Artikel-Schlagworte: „Grünes“

“Der Kellner kann auch gut kochen”

Dienstag, 26. April 2011

Interview mit dem Westfälischen Anzeiger zum Stimmungshoch der GRÜNEN, Lage der NRW-Koalition, Energiewende und der Dauerfrage Neuwahlen:

 

Die Grünen sind auch an Rhein und Weser beliebter denn je. Aber ist ihr momentaner Höhenflug auch von Dauer? Und bleibt die Energie auch nach einem möglichen schnellen Atomausstieg für den kleinen Mann weiterhin bezahlbar? Der neue Grünen-Landesvorsitzende Sven Lehmann stand Martin Krigar und Detlef Burrichter Rede und Antwort – im übrigen auch zu der seit Monaten heiß diskutierten Frage, ob die rot-grüne Minderheitsregierung diesen Sommer überstehen wird oder nicht.

Markieren die Landtagswahlen in Baden-Württemberg und Rheinland-Pfalz nur einen vorläufigen Höhepunkt der Grünen?

Sven Lehmann: Wir Grünen sind seit einigen Jahren stetig im Aufschwung, zum Beispiel auch mit einem hervorragenden Ergebnis bei den Landtagswahlen in Nordrhein-Westfalen im vergangenen Jahr. Wir sind prinzipientreu und verlässlich. Und wir punkten mit unserem Politikstil – also Politik nicht von oben herab zu machen, sondern im Dialog zu entwickeln. Wissenschaftler sagen uns, dass wir auch dauerhaft mit einem zweistelligen Sockel von Stammwählern rechnen können. Wir erreichen jetzt auch Altersgruppen und Schichten, in denen wir früher nur schwach vertreten waren.
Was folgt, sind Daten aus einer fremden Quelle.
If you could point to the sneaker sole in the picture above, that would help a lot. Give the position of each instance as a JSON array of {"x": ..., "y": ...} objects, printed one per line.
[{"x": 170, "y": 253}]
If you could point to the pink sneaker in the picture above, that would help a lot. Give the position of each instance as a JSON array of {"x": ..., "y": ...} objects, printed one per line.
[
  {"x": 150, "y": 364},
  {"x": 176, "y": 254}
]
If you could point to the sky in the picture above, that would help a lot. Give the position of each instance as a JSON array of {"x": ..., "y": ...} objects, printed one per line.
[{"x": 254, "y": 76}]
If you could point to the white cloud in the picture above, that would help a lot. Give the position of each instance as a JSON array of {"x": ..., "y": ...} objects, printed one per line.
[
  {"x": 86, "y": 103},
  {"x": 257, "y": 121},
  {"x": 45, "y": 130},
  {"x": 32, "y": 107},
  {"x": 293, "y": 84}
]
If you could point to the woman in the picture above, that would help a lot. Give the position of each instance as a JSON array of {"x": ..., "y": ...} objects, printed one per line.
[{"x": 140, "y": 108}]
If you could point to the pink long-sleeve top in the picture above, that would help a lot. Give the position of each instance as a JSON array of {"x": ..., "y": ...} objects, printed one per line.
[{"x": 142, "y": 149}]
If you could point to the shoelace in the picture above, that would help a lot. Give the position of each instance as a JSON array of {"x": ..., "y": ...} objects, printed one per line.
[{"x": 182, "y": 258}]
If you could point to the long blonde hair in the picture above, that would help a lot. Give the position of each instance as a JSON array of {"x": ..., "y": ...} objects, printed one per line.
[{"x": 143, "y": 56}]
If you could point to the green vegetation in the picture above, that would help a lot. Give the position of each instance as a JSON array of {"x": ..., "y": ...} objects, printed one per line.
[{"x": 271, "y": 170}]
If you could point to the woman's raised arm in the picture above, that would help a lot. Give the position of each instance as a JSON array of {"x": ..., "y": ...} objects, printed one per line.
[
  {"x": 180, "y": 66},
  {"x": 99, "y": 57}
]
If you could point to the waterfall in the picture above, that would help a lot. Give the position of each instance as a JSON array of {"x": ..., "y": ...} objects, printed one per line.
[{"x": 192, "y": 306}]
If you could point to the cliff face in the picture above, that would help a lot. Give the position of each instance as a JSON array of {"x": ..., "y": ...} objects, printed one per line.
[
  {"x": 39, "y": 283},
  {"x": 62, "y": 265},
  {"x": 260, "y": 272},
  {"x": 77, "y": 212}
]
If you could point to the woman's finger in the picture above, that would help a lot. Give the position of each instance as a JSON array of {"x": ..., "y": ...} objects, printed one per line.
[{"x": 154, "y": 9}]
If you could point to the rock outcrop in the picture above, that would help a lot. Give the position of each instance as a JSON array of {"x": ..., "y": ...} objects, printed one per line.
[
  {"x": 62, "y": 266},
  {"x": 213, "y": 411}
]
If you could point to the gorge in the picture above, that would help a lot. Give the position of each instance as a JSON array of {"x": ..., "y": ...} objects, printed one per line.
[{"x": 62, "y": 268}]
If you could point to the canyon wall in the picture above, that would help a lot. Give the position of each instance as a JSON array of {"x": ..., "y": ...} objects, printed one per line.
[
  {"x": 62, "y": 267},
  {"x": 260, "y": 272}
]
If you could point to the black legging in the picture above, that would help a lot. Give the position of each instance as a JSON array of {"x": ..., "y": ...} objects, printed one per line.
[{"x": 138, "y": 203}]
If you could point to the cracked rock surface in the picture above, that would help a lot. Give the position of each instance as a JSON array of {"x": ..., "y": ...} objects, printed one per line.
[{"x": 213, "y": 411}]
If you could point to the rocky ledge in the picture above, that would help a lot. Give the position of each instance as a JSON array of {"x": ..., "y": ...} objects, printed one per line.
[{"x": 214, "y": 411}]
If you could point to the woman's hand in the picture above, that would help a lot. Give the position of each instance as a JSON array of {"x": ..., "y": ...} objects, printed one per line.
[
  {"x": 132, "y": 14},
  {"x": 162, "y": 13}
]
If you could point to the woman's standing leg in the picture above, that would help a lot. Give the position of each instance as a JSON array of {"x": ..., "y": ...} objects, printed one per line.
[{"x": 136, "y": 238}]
Geht nicht ein großer Teil des guten Wahlergebnisses auf das Konto der Atomkatastrophe von Fukushima?

Lehmann: Die Wahlen waren auch eine Volksabstimmung gegen die Atomenergie. Wir Grüne haben dabei immer das gesagt, was wir seit mehr als 30 Jahren vertreten: dass wir gefährliche Energien wie Atom nicht verantworten können. Das hat sich jetzt traurigerweise noch einmal bestätigt.

Können die Grünen im Aufbau ihrer eigenen Parteistrukturen überhaupt Schritt halten mit dem Wachstum bei den Wählern?
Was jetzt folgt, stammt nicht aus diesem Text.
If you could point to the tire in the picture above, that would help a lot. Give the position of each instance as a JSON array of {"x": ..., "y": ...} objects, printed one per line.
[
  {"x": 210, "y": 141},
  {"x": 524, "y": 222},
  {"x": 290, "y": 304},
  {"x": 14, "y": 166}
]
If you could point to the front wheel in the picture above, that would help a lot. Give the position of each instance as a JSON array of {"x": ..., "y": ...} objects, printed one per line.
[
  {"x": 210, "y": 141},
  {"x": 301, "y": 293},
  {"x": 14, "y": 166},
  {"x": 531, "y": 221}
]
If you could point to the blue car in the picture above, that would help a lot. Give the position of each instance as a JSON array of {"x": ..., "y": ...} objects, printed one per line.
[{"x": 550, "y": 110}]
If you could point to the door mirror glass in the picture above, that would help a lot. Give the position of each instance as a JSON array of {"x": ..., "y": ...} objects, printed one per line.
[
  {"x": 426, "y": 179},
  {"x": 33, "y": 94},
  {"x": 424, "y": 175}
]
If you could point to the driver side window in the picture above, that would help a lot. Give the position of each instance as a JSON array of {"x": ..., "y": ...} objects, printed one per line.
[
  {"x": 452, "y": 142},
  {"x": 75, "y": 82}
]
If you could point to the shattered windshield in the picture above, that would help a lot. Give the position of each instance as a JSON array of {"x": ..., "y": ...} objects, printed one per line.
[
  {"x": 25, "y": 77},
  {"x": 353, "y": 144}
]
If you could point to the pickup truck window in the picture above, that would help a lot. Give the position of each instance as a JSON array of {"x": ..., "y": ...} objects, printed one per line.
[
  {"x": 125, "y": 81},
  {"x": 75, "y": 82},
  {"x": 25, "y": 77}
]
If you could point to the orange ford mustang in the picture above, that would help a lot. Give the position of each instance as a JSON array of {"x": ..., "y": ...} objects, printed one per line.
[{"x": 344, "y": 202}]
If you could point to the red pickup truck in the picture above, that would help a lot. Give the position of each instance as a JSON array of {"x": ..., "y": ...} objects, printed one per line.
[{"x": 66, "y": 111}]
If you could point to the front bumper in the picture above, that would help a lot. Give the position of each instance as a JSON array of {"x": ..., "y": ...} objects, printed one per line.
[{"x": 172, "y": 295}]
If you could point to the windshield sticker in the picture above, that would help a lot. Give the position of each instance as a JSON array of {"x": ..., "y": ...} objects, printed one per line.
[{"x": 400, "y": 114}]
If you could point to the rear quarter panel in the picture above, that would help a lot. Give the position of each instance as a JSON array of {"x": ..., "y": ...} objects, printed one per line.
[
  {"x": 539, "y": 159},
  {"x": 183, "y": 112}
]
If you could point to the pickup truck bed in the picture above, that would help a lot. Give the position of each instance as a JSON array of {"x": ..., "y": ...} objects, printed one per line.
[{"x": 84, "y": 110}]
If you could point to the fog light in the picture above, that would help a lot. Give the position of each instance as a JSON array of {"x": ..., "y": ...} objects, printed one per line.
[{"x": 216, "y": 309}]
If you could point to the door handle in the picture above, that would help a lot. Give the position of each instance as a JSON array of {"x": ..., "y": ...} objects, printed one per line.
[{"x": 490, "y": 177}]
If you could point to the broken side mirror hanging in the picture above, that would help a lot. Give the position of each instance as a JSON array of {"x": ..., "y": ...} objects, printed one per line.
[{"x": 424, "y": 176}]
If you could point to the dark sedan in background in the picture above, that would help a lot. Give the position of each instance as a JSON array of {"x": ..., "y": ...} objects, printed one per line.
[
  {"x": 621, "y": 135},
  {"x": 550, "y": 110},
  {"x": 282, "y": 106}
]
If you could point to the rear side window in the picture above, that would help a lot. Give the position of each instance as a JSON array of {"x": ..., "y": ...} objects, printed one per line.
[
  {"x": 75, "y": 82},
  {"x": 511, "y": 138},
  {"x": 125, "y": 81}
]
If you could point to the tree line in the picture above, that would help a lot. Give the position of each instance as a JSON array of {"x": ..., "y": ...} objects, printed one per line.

Lehmann: Wir haben in NRW unseren Mitgliederrekord nochmals gebrochen und die 12 000er-Marke überschritten. Das freut uns sehr. Aber nicht jeder, der bei uns neu eintritt, muss ein paar Jahre später gleich Minister werden. Was wir brauchen, sind Ideen und Engagement. Deshalb investieren wir jetzt gezielt in Personalentwicklung. Unsere neuen Mitglieder sollen aktiv mitgestalten können und nicht passiv bleiben.
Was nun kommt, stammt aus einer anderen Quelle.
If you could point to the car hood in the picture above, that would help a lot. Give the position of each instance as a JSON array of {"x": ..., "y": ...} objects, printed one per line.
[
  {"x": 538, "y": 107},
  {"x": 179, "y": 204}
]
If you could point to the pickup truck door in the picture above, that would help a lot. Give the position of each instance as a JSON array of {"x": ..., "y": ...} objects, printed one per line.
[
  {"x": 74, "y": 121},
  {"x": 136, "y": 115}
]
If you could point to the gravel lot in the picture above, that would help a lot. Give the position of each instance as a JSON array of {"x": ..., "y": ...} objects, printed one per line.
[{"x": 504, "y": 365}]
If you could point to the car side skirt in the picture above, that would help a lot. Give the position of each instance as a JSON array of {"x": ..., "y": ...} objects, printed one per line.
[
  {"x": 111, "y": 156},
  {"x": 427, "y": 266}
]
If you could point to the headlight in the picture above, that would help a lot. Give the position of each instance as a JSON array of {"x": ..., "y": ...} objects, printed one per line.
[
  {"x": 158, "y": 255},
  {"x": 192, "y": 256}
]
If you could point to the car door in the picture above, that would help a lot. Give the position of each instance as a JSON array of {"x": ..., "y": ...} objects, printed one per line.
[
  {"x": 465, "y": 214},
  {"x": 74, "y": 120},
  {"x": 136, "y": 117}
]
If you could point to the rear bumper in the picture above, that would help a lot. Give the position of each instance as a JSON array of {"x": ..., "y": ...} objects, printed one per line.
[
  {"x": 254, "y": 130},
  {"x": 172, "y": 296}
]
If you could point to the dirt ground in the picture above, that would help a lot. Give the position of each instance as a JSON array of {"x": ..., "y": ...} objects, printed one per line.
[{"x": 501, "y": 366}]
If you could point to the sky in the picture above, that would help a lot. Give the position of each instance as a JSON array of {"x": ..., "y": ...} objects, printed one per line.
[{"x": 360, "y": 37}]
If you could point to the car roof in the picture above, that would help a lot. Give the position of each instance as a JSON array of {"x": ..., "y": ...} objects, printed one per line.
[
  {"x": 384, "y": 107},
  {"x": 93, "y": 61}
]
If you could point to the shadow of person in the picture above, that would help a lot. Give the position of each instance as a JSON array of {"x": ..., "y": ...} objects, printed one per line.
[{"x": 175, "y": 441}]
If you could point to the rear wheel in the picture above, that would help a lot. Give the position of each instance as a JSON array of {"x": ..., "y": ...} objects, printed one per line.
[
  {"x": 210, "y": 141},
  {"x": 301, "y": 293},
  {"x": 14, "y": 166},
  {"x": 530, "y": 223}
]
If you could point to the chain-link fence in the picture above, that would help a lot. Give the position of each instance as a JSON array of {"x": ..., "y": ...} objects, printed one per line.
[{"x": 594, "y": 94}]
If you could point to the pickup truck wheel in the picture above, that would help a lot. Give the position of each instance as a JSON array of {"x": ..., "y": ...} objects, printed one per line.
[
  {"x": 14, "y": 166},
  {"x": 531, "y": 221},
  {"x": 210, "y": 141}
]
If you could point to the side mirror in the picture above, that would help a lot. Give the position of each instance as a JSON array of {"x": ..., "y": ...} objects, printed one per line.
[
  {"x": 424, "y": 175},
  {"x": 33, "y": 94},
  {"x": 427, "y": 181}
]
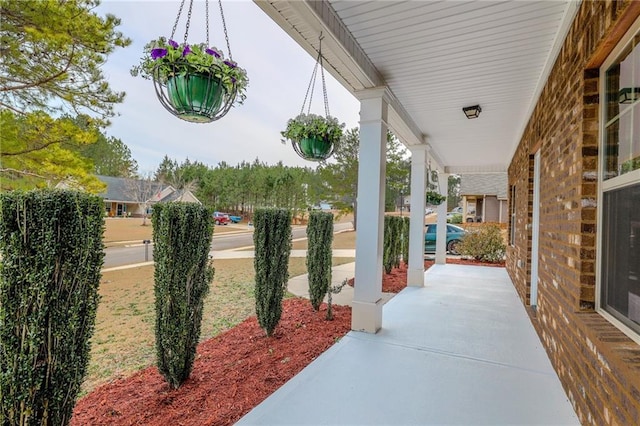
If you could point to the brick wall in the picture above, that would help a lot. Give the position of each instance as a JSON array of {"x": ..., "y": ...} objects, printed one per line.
[{"x": 598, "y": 365}]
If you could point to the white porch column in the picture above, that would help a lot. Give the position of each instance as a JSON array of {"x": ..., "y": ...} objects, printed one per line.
[
  {"x": 415, "y": 272},
  {"x": 441, "y": 232},
  {"x": 367, "y": 298}
]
Was bedeuten die Wahlergebnisse im Südwesten denn sonst noch für die Grünen in NRW?

Lehmann: Die alte Rollenaufteilung zwischen Koch und Kellner ist endgültig Geschichte. Es hat sich offenbar gezeigt, dass der Kellner auch ganz gut kochen kann. SPD und Grüne machen erfolgreiche Politik, wenn sie auf Augenhöhe arbeiten. Die NRW-Landesregierung mit Hannelore Kraft und Sylvia Löhrmann an der Spitze ist da vorbildlich. Deshalb wollen wir in Zukunft immer eine gleichberechtigte Partnerschaft, damit wir hoffentlich ab 2013 auch gemeinsam im Bund regieren können.

Das klingt, als seien Sie sehr zufrieden. Wollen Sie im Augenblick gar keine Neuwahlen in NRW, bei denen die Grünen womöglich noch stärker würden als bisher?

Lehmann: Ein Parlament darf in einer Demokratie nicht leichtfertig aufgelöst werden. Das macht man nur dann, wenn die Handlungsfähigkeit der Regierung nicht mehr gegeben ist. Davon kann zurzeit in NRW keine Rede sein. Ich bin sehr optimistisch, dass auch die Haushaltsabstimmung Mitte Mai erfolgreich verlaufen wird. Deshalb sehe ich keine Veranlassung für Neuwahlen. Wir Grüne scheuen sie aber auch nicht, falls die CDU die Auflösung des Landtags beantragen sollte.

Kann die rot-grüne Landesregierung denn mit Geld umgehen?

Lehmann: Sie kann mit Geld umgehen, hat allerdings sehr schwierige Rahmenbedingungen. Das Land hat ein strukturelles Defizit von mehr als 6 Milliarden Euro. Und die Länder hängen insgesamt am Gängelband des Bundes, der in der Vergangenheit den Ländern immer neue Aufgaben zugewiesen hat. Dadurch stieg ihre Belastung immer weiter. Außerdem wurden massiv Steuermittel entzogen: Das Wachstumsbeschleunigungsgesetz der schwarz-gelben Bundesregierung kostet NRW jedes Jahr fast eine Milliarde Euro. Trotzdem ist es uns im Haushalt 2011 gelungen, die Nettoneuverschuldung auf 4,8 Milliarden Euro zu reduzieren. Und trotzdem investieren wir – zum Beispiel in Bildung, Kommunen und Klimaschutz. Das war ein Kraftakt. Mehr Konsolidierung geht nur über mehr Steuereinnahmen und eine konsequente Aufgabenkritik.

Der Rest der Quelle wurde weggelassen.